Spanish army officer (1750–1831)

Tomás Zeraín (1750–1831) was a Spanish military commander.

==Early career==
Zeraín enlisted as a cadet in the Brigade of Royal Carabiniers in 1768, transferring to the Algarve Cavalry Regiment in 1773. He returned to the Royal Carabiniers as a standard bearer in 1776, and by 1789 had been promoted to colonel.

During the War of the Pyrenees he saw action at Masdeu, Perpignan, Rives-Altes, Bernet, Peyrestortes and Truillas.

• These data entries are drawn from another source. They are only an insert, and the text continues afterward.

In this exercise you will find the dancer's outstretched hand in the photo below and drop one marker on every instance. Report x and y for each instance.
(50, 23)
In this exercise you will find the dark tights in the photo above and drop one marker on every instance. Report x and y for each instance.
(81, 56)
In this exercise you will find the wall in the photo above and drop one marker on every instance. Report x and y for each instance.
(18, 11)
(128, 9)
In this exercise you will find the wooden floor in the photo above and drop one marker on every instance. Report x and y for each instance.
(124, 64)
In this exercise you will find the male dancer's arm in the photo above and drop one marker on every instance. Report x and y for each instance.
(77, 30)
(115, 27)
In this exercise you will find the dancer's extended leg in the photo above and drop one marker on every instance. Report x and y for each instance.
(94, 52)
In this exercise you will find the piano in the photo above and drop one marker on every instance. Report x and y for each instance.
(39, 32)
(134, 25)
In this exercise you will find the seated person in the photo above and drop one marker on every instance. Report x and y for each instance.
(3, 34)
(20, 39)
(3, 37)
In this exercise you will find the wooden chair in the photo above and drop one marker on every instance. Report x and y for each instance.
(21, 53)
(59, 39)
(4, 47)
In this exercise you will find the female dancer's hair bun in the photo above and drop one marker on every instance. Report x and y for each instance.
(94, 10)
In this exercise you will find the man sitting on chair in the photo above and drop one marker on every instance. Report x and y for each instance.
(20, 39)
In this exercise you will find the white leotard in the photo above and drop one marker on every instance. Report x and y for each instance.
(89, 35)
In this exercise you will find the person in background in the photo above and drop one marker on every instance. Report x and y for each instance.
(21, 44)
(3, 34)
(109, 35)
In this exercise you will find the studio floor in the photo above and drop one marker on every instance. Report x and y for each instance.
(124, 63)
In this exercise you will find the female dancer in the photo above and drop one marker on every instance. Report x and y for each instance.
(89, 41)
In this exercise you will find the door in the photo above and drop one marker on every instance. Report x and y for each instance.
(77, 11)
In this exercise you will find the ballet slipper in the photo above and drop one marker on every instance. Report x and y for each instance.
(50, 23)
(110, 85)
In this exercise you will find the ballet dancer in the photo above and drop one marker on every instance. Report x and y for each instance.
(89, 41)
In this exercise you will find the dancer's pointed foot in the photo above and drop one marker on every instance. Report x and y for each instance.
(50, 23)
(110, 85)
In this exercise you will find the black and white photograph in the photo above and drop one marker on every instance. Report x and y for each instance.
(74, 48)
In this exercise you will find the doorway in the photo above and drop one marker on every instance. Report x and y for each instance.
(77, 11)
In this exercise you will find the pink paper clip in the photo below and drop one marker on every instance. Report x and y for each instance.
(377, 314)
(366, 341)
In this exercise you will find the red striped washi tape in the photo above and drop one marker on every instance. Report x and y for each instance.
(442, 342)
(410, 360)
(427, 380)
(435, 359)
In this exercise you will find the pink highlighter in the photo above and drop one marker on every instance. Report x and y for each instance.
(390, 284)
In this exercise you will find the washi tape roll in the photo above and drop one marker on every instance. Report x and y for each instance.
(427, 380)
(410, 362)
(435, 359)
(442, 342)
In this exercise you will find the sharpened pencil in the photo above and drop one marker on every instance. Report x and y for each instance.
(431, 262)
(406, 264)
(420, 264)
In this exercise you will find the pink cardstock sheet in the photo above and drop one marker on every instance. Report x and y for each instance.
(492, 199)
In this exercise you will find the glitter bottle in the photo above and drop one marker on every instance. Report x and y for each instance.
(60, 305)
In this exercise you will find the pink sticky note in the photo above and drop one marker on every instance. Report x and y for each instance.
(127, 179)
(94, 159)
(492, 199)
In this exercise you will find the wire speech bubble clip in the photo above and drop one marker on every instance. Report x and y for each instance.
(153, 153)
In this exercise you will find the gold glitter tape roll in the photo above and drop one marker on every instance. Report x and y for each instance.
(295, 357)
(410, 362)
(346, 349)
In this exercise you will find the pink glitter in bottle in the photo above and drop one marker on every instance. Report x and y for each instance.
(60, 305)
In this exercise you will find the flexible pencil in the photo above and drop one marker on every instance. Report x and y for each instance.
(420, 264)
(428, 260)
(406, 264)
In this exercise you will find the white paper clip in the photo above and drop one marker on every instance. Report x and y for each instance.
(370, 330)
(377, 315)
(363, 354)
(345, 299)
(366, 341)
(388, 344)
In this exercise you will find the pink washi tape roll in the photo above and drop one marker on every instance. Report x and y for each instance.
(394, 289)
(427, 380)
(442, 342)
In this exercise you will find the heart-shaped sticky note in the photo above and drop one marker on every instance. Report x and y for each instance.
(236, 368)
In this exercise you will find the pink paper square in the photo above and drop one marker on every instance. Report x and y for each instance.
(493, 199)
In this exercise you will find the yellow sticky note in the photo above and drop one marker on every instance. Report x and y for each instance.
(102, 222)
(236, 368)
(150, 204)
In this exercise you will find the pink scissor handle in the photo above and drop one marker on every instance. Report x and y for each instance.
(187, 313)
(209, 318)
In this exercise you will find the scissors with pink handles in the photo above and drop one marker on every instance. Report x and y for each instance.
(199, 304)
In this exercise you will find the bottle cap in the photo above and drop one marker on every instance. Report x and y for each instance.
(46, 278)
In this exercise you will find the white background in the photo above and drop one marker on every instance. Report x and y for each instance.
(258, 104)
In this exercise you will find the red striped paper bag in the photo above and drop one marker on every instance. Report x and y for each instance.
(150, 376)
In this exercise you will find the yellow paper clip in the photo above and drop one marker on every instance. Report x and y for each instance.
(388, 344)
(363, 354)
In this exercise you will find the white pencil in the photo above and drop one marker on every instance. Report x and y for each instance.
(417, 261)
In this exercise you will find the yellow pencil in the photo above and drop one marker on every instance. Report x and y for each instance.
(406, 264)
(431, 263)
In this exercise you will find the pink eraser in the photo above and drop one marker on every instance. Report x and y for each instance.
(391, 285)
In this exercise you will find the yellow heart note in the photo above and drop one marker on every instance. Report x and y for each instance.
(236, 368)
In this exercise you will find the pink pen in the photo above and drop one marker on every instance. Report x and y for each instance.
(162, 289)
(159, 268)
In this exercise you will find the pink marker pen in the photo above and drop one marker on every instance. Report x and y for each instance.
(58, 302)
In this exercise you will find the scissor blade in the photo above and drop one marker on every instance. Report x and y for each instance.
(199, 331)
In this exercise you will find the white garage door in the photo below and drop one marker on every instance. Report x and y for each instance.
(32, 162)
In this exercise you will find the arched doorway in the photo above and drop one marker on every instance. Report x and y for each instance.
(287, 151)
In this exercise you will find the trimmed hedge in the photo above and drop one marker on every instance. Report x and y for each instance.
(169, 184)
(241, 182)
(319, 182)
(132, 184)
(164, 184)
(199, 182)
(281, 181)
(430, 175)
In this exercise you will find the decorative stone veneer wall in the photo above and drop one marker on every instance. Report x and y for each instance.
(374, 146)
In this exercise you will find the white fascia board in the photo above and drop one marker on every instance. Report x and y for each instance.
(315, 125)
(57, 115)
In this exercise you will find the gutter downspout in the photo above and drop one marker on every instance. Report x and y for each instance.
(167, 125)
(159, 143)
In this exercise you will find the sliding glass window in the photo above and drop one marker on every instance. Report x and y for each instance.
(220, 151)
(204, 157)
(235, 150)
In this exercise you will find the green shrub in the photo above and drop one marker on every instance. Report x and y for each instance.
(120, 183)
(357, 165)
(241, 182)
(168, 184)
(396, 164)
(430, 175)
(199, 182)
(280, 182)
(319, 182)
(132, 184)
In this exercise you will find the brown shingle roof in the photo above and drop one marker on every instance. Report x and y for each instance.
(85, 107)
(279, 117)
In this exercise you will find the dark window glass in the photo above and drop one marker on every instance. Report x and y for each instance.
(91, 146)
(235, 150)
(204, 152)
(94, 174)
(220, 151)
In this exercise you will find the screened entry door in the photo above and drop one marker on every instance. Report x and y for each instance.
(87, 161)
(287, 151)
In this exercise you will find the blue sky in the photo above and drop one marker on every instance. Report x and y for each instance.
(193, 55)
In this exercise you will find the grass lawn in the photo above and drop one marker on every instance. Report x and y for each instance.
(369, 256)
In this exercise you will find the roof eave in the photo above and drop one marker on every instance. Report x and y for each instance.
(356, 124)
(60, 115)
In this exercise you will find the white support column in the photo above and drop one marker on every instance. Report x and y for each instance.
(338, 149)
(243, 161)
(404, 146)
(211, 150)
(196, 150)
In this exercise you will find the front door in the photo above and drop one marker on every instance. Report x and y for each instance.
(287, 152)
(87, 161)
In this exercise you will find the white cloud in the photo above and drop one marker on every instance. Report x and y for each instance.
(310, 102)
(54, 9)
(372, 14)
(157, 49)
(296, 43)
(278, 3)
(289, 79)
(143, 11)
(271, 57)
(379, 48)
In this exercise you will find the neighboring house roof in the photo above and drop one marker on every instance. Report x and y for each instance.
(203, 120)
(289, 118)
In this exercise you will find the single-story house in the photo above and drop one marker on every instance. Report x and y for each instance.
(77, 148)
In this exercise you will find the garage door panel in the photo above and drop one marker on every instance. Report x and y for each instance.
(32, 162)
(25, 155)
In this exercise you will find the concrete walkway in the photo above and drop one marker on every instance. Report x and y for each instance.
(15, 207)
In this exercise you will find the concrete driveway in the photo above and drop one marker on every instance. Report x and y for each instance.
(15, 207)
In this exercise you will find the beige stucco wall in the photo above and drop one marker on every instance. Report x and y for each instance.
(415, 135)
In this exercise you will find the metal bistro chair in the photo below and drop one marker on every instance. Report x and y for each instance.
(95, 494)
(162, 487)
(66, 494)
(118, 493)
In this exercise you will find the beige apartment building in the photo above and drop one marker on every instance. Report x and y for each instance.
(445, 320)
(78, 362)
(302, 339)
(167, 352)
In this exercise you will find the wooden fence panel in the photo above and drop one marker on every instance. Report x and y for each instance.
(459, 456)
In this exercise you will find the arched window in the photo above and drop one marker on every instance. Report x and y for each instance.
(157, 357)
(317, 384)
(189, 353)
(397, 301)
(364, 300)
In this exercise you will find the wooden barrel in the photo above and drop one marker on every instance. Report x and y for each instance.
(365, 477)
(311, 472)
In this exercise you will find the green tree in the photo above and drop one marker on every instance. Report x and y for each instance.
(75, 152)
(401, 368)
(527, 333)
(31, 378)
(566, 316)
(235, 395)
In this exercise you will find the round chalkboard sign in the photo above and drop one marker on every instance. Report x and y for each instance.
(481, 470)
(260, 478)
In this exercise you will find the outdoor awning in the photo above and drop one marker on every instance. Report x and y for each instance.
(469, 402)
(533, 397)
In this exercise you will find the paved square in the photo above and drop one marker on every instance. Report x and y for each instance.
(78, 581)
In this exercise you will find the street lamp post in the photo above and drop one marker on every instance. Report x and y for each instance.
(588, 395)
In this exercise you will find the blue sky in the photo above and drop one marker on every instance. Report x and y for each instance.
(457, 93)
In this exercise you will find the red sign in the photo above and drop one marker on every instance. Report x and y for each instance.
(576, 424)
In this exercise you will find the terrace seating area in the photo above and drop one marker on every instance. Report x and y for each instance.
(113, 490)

Zeraín was promoted to Cavalry brigadier in 1804.

==Peninsular War==

After seeing action at Alcolea, he was promoted to field marshal in 1808.

Given command of the 5th Division of the Army of Extremadura, Zeraín served under Venegas at Almonacid and then under Aréizaga at Ocaña, where he was wounded by a bullet to the neck.

In 1810, after being forced to retreat by Marshal Victor to Seville and from there to Ayamonte, he handed over his command to Copons.

He was then appointed interim governor of Mahón, until General Grimarest arrived to take up his command there in September 1811.

==Post-war career==
He was promoted to lieutenant general in 1829.